Neu eingeführt wird die 2-jährige Ausbildung zur Pflegefachassistenz, die den gehobenen Dienst entlasten soll. Der gehobene Dienst kann Aufgaben an die Pflegefachassistenz übertragen, die Pflegefachassistenz wiederum – bei genau festgelegten und erlernten Tätigkeiten – ohne Aufsicht tätig werden. Durch den Zugang zu Berufsreifeprüfung nach der Ausbildung zur Pflegefachassistenz ist die Durchlässigkeit der Ausbildung zum FH-Studium gegeben.

Die bisherige Pflegehilfe wird zur Pflegeassistenz aufgewertet und soll künftig von hauswirtschaftlichen, logistischen und administrativen Tätigkeiten befreit werden. Die Ausbildungen in den Pflegeassistenzberufen können mit 1. September 2016 an den Schulen für Gesundheits- und Krankenpflege beginnen.


Europäische Kommission: Lavendelblütenkissen ist kein Biozidprodukt

Biozidprodukte unterliegen der Biozid-Verordnung (EU) Nr. 528/2012. Dabei geht es um Stoffe, die dazu bestimmt ist, auf andere Art als durch bloße physikalische oder mechanische Einwirkung Schadorganismen zu zerstören, abzuschrecken, unschädlich zu machen, ihre Wirkung zu verhindern oder sie in anderer Weise zu bekämpfen. Für solche Stoffe existieren strenge Vorschriften.

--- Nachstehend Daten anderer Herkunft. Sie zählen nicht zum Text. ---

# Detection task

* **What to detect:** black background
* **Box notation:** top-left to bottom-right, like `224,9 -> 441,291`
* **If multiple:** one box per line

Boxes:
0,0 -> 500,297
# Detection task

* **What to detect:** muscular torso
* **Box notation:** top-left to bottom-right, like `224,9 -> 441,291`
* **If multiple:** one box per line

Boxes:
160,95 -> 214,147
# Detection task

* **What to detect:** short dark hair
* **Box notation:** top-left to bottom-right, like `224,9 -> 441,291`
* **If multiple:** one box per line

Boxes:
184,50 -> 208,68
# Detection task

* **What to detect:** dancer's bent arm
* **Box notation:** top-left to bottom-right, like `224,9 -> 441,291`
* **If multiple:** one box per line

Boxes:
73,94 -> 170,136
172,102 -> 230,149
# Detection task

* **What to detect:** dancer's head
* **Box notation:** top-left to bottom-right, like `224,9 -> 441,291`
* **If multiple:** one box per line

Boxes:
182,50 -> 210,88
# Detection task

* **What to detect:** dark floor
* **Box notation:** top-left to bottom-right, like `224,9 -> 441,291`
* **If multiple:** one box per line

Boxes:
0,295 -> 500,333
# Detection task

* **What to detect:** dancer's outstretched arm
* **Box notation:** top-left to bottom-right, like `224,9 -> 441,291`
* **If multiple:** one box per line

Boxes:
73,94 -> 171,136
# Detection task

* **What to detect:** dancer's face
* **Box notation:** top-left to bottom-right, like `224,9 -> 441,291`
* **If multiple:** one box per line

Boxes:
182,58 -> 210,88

Auf Ansuchen Deutschlands hat nun die Europäische Kommission am 29. April 2016 einen Beschluss zur Qualifikation eines mit getrockneten Lavendelblüten gefüllten Kissens gefasst: Es handelt sich dabei um kein Biozidprodukt!

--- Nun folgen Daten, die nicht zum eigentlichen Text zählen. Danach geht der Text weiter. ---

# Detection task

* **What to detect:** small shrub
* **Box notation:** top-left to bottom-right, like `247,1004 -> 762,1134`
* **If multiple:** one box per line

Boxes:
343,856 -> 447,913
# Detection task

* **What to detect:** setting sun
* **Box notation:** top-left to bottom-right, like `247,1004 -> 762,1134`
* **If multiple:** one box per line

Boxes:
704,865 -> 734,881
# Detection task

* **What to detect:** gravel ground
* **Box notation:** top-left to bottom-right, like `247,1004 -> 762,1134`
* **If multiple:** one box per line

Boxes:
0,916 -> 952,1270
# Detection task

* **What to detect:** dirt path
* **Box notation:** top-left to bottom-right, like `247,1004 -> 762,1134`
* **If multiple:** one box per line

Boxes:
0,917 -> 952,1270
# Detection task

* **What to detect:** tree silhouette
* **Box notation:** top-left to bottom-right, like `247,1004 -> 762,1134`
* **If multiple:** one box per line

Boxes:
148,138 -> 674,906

Hier der Volltext des Beschlusses aus dem Amtsblatt der Europäischen Union:
http://eur-lex.europa.eu/legal-content/DE/TXT/PDF/?uri=CELEX:32016D0678&qid=1467037547279&from=de

Die Hersteller von Lavendelblütenkissen sind damit von etlichen bürokratischen Belastungen (Zulassungsantrag bzw. Meldepflicht, Gefahrenkennzeichnung, Anlage von Sicherheitsdatenblättern usw.) befreit. Mein Fazit: Ein richtiger Schritt in eine weniger bürokratische EU!


Alles in allem wird das Gesundheitsrecht aber natürlich weiterhin ein stark reglementierter Lebensbereich bleiben. Trotzdem gilt: nicht verzagen, Sommer wagen!